— Ну об этом вы, мне кажется, представления иметь не можете.
— А вы можете?
— Я могу, — сказала она твердо. — Бывают вещи значительно хуже смерти. Значительно.
— Это все гуманитарные прибамбасы, — отмахнулся Трубников. — Тыр-пыр, восемь дыр. А я рассуждаю, как врач, — и для меня живой пациент всегда лучше мертвого. Даже если я ничего не мог сделать — все равно.
— Как вы сказали? — снова насторожилась она.
— Я говорю, если даже я ничего не мог сделать…
— Да нет! — она отмахнулась. — Вот сейчас, только что, про тыр-пыр…
Черт возьми, подумал Трубников, до чего приставучи все эти идиомы, словечки-паразиты, по которым нас можно будет узнать и после конца времен! Собственно, моя речь из них и состоит. Частицы и междометия. А что еще может сказать человек, имея мой опыт? Нет человеческих слов для такого опыта, при встречах только по глазам друг друга и узнаем… Иногда в городе встречаю наших — сразу раскусываю; подошел бы, поздоровался, но этикет, сами понимаете, этикет… Может сойти, а могут лишить отпуска, и хорош я буду.
— Про тыр-пыр, — терпеливо пояснил он, — это такая пословица. Основана на том, что у человека восемь дыр. Ну не у всякого, у женского человека…
— Вы что, и уши считаете? — в ужасе спросила она.
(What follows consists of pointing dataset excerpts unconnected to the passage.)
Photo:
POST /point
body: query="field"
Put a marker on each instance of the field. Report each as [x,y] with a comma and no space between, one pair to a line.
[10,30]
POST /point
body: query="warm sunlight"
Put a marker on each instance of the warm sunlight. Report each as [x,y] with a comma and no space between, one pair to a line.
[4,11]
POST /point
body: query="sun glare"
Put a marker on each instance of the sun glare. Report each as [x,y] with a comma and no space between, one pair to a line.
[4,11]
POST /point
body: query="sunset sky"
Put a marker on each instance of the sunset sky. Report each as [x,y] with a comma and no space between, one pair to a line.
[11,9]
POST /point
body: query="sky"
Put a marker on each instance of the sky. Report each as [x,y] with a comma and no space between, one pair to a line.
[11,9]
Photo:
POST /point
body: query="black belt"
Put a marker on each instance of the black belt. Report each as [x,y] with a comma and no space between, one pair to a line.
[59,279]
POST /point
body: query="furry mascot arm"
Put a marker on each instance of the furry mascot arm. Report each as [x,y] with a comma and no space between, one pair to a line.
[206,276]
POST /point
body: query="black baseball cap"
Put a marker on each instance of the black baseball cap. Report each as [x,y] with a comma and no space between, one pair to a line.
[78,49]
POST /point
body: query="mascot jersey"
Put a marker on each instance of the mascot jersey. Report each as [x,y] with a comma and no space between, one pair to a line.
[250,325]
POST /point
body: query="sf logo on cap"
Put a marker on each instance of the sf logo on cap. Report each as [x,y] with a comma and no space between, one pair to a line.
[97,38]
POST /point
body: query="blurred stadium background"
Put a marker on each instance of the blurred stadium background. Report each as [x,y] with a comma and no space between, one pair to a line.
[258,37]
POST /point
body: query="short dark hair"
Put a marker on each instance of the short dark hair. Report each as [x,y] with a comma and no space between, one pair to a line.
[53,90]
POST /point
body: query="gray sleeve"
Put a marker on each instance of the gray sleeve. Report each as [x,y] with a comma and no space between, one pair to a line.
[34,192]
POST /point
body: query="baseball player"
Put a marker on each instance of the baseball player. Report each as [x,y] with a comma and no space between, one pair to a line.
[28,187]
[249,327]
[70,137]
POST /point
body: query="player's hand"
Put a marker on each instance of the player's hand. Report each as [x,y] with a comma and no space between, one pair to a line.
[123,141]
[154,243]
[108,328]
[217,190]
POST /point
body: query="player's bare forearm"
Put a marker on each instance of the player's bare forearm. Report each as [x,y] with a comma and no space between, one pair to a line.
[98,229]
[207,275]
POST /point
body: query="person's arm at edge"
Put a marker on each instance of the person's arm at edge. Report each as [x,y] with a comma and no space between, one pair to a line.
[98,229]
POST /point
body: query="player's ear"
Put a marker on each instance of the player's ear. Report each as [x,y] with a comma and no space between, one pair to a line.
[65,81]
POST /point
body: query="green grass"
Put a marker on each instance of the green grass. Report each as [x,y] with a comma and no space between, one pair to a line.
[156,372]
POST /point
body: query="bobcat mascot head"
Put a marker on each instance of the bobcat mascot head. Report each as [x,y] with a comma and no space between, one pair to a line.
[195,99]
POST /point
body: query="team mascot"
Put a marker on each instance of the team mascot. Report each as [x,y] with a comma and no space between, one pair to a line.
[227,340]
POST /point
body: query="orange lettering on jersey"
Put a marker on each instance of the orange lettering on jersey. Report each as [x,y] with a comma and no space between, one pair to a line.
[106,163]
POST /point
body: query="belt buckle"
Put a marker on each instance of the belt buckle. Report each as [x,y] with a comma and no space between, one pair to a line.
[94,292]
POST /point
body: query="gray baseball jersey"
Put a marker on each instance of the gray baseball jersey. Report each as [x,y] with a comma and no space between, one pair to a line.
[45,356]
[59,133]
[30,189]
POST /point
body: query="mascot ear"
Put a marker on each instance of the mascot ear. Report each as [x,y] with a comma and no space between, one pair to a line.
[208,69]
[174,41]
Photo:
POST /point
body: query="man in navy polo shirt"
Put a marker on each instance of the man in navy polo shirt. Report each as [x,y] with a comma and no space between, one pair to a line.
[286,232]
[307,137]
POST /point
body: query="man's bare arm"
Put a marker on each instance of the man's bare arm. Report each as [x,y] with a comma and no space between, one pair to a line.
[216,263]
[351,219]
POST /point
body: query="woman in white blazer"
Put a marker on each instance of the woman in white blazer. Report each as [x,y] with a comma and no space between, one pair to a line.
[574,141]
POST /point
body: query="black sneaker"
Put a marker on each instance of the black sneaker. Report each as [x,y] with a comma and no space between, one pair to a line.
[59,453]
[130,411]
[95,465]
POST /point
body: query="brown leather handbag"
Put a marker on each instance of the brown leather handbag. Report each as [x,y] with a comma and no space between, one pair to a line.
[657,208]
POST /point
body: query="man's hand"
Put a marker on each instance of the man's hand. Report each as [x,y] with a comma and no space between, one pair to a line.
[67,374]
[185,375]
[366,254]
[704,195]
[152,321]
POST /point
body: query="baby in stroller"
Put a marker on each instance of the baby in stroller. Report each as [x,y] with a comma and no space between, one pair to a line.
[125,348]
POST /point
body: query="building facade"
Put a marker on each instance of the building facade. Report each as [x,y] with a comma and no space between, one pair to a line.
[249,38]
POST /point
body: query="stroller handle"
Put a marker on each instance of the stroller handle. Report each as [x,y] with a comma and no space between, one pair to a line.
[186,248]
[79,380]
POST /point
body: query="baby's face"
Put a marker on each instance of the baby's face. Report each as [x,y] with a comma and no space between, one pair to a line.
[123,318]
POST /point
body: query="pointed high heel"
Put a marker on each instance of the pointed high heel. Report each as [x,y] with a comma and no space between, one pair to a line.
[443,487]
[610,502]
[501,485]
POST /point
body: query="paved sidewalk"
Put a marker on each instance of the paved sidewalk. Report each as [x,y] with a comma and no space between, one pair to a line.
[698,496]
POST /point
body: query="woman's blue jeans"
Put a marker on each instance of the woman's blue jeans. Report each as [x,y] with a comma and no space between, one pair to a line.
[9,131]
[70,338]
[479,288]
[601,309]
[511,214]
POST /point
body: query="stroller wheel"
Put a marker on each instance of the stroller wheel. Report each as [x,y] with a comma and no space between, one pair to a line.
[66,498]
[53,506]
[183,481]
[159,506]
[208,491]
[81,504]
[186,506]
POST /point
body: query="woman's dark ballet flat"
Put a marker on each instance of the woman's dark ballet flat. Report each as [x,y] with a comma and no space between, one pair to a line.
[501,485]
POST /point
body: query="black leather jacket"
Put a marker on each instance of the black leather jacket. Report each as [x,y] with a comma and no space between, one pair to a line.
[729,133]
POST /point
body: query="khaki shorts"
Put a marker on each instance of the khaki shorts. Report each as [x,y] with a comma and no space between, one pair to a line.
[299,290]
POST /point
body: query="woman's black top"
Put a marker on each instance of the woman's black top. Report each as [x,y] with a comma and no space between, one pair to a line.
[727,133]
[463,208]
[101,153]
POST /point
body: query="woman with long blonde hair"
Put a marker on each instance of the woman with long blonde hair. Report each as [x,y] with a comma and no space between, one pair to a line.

— Это не я, это народ. А вы, что же, за эвтаназию?
— Да, — сказала она решительно. — То есть я могу понять человека, который этого требует. И больше вам скажу — лично для себя я хотела бы эвтаназии.
— Но вы ничем не больны, — сразу насторожившись, сказал так называемый Трубников.
— Нет, я имею в виду — на случай чего-нибудь неизлечимого, — сказала она. — И потом, честно вам скажу, если бы меня сейчас кто-нибудь убил… черт знает, зачем я к вам со всем этим… ну, я не обрадовалась бы, конечно, но и сопротивляться бы особо не стала.
— Это у вас профессия такая, — мягко сказал Трубников. — Слишком много видите жестокости, ну и… Адвокат вообще, мне кажется, не женская работа. Все лучше смерти, Вера. Честное слово.
…Они еще поговорили минут сорок — странно, она не спешила переодеваться и укладываться, хотя он несколько раз порывался выйти из купе.
— Подождите, останьтесь.
— Но мы уже через шесть часов приедем…
— Ничего, я мало сплю. А вот скажите, пожалуйста…
— Что?
— Нет, ничего. Так, вырвалось. Я у вас хочу ужасную глупость спросить.
— Спрашивайте, — пожал плечами так называемый Трубников, а сам насторожился.
— Нет, не буду. Ерунда, нервы надо лечить. Правильно я говорю? Надо мне лечить нервы?
— По первому знакомству не скажешь, — сказал Трубников и прокололся уже непоправимо, — все люди хорошие, когда спят зубами к стенке…
Она даже вскочила:
— Как вы сказали?
— Это выражение, — опустил он глаза. — Что вы, простых вещей не знаете?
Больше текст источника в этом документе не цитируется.